China's policy fine-tuning and ongoing urbanization can help it to avoid a Japan-style property bubble, a senior housing official said, amid fears a housing market crash could lead to a hard landing for the world's second-largest economy.
Beijing has allowed local governments to take differentiated property tightening measures, rather than a one-size-fits-all bid to cool the market, Vice Housing Minister Qiu Baoxing said in remarks published in the Southern Metropolis Daily.
He said Japan's property bubble burst in the 1980s, when the country's urbanization was near an end and it could not generate fresh drivers to keep the market afloat.
"China is some time away from reaching that point. If we understand the issue and adopt fine-tuning policies, things could be turned around," Qiu was quoted as saying.

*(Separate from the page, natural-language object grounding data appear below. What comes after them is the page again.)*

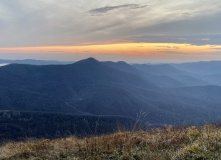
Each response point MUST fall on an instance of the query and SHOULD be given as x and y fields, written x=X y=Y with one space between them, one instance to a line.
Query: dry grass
x=199 y=143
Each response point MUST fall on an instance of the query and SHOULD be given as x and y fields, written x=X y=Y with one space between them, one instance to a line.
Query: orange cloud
x=130 y=49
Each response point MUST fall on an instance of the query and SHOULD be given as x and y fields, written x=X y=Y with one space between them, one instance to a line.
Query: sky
x=140 y=31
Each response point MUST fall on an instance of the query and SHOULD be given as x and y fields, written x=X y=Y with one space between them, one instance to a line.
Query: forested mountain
x=163 y=93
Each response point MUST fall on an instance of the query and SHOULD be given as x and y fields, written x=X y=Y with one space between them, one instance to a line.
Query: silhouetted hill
x=168 y=76
x=90 y=87
x=201 y=68
x=23 y=125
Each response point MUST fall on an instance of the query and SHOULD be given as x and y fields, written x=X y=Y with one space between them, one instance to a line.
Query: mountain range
x=154 y=94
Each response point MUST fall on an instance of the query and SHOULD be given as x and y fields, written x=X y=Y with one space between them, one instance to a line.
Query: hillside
x=21 y=125
x=91 y=87
x=202 y=143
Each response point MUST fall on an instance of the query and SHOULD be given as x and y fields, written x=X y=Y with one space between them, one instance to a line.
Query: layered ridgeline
x=157 y=94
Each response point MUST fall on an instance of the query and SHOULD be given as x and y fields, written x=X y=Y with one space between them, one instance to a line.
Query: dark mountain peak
x=89 y=60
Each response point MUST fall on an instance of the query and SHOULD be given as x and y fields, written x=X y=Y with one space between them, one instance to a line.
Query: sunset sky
x=141 y=31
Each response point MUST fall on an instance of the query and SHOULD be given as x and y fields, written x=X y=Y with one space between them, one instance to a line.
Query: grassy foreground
x=199 y=143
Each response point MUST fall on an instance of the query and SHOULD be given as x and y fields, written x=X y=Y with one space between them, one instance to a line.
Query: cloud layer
x=79 y=22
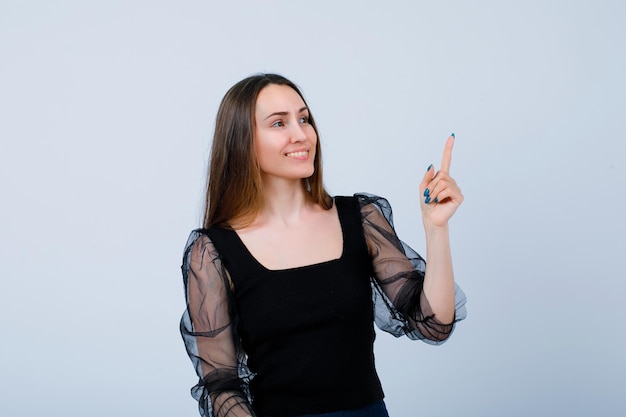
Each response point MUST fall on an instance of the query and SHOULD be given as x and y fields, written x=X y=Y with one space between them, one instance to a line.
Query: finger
x=445 y=191
x=428 y=177
x=447 y=154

China's housing prices in November soared 9.9 percent from a year earlier - the quickest annual pace on record, according to Reuters calculations based on official data, but signs have emerged that the government's four-year effort to cool the market may be starting to bear fruit.
Such fast gains have stirred strong debate on whether there is a bubble in China's real estate market and when it will burst, which could lead the economy to a hard landing.

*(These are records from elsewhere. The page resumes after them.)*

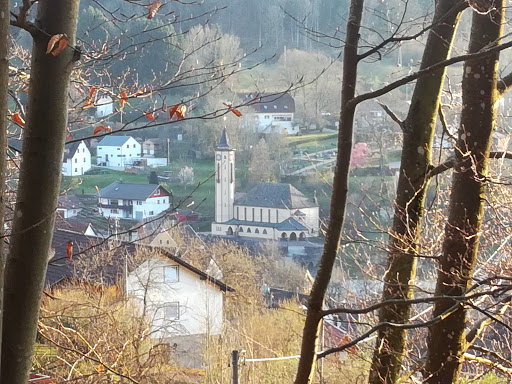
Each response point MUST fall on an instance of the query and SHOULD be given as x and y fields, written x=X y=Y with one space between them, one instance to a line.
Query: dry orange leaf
x=100 y=128
x=237 y=112
x=57 y=44
x=123 y=99
x=180 y=112
x=69 y=249
x=153 y=8
x=150 y=116
x=16 y=117
x=172 y=111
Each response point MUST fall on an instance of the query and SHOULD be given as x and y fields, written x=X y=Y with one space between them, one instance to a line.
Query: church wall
x=312 y=218
x=261 y=214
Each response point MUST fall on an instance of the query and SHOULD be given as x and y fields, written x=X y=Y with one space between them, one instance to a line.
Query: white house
x=104 y=106
x=180 y=299
x=268 y=211
x=274 y=112
x=69 y=206
x=77 y=159
x=117 y=151
x=131 y=200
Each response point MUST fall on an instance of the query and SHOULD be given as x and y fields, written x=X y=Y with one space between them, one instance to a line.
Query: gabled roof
x=59 y=267
x=269 y=102
x=69 y=202
x=202 y=275
x=129 y=191
x=70 y=150
x=275 y=195
x=113 y=141
x=290 y=224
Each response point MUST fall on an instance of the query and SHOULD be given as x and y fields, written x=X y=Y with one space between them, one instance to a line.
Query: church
x=272 y=211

China's housing minister said in December that China would maintain controls on its property market in 2014 while increasing land and housing supply in cities facing big home-price increases.
China's central government did not introduce any nationwide property curbs since the new leadership formally took office in March 2013, but local authorities in some areas have taken targeted steps to try to cool prices, including raising minimum downpayments for second homes and promising more land for building.
Those measures have started to bite, with official figures showing monthly property price gains in November were the slowest this year, pointing to a moderation in rises in the coming months.